Fr. Shoufani won a UNESCO Prize for Peace Education (2003).

==Biography==
Emile Shoufani was the second of eight children raised by a Melkite father and an Orthodox mother. A few months after Israel's establishment in 1948, he was deported with his family. His grandfather and uncle were killed by the Israeli army during the 1948 Palestine war. Raised by his grandmother, the latter taught him the value of forgiveness and the rejection of hatred. He became a choirboy at the church Eilaboun, which was built after 1949. He was soon fascinated by the liturgy and entered the seminary at the age of 13. Sent to France by his superiors at age 17, he studied philosophy and theology at the Seminary of Morsang-sur-Orge, then the seminary of St. Sulpice at Issy-les-Moulineaux in 1966. Shoufani died on 18 February 2024, at the age of 76.

==Priesthood==
As a priest in Nazareth, he taught at St. Joseph Seminary & High School at Nazareth where he became manager in 1976. In the college where half the students are Muslims and one Christian, Fr. Shoufani worked every day to encourage the teaching of democratic values and dialogue.
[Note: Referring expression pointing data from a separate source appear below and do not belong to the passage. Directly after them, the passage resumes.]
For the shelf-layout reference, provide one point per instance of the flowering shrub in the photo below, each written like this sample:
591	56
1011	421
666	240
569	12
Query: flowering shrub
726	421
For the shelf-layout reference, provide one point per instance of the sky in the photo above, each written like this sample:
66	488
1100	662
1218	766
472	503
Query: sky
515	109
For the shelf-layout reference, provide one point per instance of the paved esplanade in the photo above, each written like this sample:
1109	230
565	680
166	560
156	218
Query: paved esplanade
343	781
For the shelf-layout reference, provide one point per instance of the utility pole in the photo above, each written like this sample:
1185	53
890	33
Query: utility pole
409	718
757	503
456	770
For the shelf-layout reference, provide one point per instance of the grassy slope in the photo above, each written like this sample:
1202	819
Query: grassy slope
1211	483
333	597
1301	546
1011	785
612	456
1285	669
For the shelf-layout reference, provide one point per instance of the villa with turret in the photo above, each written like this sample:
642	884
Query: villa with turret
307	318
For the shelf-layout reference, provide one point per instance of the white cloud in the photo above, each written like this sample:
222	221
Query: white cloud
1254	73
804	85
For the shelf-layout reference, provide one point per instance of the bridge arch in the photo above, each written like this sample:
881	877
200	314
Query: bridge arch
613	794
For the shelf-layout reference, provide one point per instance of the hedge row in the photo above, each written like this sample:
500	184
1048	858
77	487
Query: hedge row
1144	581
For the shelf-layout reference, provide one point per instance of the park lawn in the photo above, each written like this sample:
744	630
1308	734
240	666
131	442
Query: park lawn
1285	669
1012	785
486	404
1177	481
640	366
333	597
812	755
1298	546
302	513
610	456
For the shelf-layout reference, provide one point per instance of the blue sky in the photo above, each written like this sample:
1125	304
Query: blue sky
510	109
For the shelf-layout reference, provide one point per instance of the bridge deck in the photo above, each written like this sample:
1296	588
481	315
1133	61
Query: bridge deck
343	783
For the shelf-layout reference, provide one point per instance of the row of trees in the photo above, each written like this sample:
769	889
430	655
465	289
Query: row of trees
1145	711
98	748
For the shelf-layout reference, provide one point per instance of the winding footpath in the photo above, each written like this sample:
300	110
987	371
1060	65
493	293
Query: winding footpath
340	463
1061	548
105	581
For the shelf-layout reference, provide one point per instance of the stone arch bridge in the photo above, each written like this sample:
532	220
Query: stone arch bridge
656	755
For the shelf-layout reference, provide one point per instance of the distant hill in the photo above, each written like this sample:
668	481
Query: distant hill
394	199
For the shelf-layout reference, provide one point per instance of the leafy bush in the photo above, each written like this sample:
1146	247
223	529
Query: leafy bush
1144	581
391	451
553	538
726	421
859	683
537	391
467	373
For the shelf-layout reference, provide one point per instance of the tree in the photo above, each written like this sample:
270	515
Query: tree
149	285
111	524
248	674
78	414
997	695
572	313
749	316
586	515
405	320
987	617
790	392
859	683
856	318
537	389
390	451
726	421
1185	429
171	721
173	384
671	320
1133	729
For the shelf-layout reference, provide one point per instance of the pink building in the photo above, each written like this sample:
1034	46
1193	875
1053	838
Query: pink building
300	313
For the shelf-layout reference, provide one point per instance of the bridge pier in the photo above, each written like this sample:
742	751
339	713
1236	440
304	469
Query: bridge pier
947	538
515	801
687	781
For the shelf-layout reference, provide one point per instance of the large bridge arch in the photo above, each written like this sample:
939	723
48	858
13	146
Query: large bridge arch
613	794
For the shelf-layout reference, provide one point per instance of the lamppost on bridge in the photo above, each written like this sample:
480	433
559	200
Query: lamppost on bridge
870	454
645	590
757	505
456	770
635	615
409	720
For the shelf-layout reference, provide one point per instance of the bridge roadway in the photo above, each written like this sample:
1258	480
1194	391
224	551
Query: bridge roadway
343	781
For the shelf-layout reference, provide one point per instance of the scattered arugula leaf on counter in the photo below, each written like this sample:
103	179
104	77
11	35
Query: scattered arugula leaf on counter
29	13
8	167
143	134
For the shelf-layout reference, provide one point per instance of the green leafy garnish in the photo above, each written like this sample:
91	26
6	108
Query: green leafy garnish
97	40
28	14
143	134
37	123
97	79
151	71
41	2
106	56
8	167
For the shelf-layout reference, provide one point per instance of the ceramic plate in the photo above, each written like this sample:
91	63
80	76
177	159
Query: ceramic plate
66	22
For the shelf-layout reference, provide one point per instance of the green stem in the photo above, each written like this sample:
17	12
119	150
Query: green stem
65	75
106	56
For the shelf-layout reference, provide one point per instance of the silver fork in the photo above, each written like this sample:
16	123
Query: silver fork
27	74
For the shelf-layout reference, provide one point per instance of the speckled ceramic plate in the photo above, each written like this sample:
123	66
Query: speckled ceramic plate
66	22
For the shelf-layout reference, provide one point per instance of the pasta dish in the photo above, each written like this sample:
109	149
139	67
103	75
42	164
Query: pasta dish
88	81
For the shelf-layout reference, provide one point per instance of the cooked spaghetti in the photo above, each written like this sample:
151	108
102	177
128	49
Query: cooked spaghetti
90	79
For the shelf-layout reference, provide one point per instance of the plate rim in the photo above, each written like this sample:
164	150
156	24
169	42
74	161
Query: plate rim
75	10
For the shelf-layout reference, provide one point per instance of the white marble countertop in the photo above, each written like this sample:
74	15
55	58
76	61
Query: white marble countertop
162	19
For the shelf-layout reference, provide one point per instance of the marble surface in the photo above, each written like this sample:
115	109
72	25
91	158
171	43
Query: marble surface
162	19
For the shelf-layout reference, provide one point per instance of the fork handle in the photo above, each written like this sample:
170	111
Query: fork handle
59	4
For over twenty years, encounters with Jewish schools have been held three times a year.

==Jewish-Arab reconciliation==
Living in the heart of Israeli-Palestinian clashes, he perceived that the best way to take a step towards reconciliation and dialogue was to teach the Holocaust. In late 2002, he organized the first Jewish-Arab travel to Auschwitz-Birkenau in May 2003. Jean Mouttapa, Director of Spirituality of Editions Albin Michel and a strong player in interreligious dialogue, brought valuable assistance in organizing the French part of the pilgrimage and created the association "Memory for Peace". This initiative supported by many intellectuals in Israel has attracted over 500 people and earned him the Unesco Prize for Peace Education in the same year.

"Whoever is in front of me is someone who has a quality experience and not an identity card to brandish."

=="Memory for Peace"==
"I appeal to my Arab brothers to join me together make a strong gesture, audacious and absolutely free. At the place that incarnates the atrocity of genocide, Auschwitz-Birkenau, we will proclaim our brotherhood with the millions of victims ... This act of remembrance will indicate our deep rejection of such inhuman It demonstrates our ability to understand the wounds of others. "

"I appeal to my Jewish brethren to realize that the vast majority of Arab and Muslim world, the conflict tearing us apart is not religious, racial or even less. The Arab are not the successors of those who once wanted to wipe out the Jews as Jews. Like them heirs of the faith of Abraham, they are like them carrying light values. "

"This trip to the darkest depths of the memory of mankind can in no way relativize the suffering of other people in other places and at other times. It will on the contrary bring us face our responsibilities now, and our vocation as human beings turned into aliving together.